17.日本はなぜ太平洋戦争をしたのか。 余話4:学生運動の末路と残滓。
17.日本はなぜ太平洋戦争をしたのか。
余話4:学生運動の末路と残滓。
太平洋戦争の評価について軽く触れるつもりだったのですが。
特に「安保闘争」はいろいろやばくて、余り触れたくはなかったのですが。
まあ、題名の呪いというか。
とりとめもなく、書いているからこうなる。
若者が一所懸命動く、努力する、という事に対して、日本はかなり甘いところがあります。
純粋な思いだけで動く。
私利私欲や他人の思惑に縛られない。
ここまでは良いです。
「だから正しい。」
これが大間違い。
「若者」は「バカ者」という言葉の通り、大体連中のやる事は経験不足で間違う。
だから経験不足を補うために、誰か尊敬する人に師事したりその人に従ったりしますが。
人間を見る目がない場合も多い。
学生運動の連中は毛沢東を師事し騙され、オウム真理教の連中は麻原彰晃程度に騙される。
普通は、若い者が馬鹿な事をやってる、で済むのですが。
若い者の活動というものには、世間も甘くて好意的な事が多いです。
確かに歴史を見ると成功事例もあるのですが。
古くは中大兄皇子と中臣鎌足。
源頼朝の挙兵も33才でしたっけ。
流石にこれは古すぎますが、明治維新は確かに若者の手で為された事でした。
ただ、これはあくまでも希有な成功例で、彼らが師事した島津斉彬、吉田松陰、勝海舟らが正しく導いたからでしょう。

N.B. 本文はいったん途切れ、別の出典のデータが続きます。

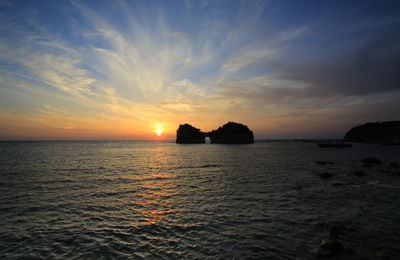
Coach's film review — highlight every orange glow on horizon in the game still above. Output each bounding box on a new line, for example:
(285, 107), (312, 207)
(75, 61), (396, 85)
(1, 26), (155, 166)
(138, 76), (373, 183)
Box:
(156, 124), (162, 136)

2.26事件は「昭和維新」という名のテロ行為で、結果的には青年将校が政府要人を殺害して回っただけですが。
この時も陸軍の首脳は「彼らの主旨を認めて欲しい」などと甘い事を言っていました。
学生運動の時も、世間は学生たちに好意的でした。
その頃の小説などを読むと、
「選挙の時にはこっそりと共産党に投票する」事を進歩的なように書かれている物もあります。
手塚治虫の「W3」
このマンガの主人公の兄はマンガ家で秘密組織のスパイでした。
世界平和を目指すこの秘密組織は、謎の指導者に率いられ、日夜平和の敵と戦っています。

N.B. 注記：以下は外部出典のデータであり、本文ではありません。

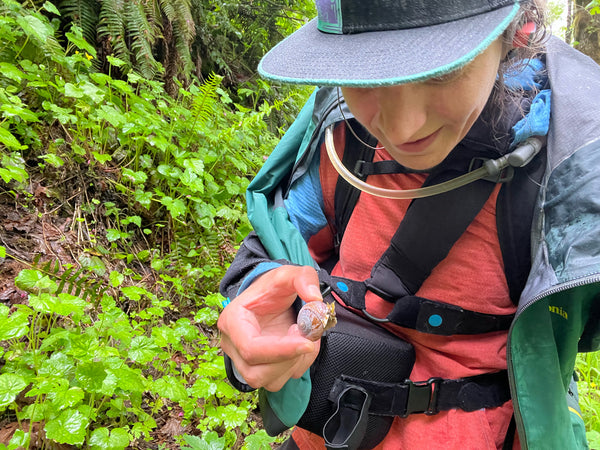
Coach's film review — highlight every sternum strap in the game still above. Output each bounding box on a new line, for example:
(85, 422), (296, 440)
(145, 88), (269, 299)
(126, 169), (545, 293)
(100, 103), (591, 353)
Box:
(329, 370), (511, 417)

具体的にはどこかの軍事国家に潜入し、世界を宇宙から支配するための衛星打ち上げ基地を爆破する。
・・・・・・・・・。
まんま、9.11みたいなテロ行為です。
軍事国家まではスポンサーが手配した潜水艦で行き、沿岸警備隊の船を襲撃して乗っ取ったりします。
これ、裏側に絶対どこかの国が付いているよなあ。
これが、世界の、平和のための、正義の、戦い、と表現されていたのです。
学生運動の中にはこういう武力闘争に憧れていた人間もいて。
実際、連合赤軍などは、一生懸命猟銃などを集めて軍事訓練という涙ぐましい努力をしていたみたいですが。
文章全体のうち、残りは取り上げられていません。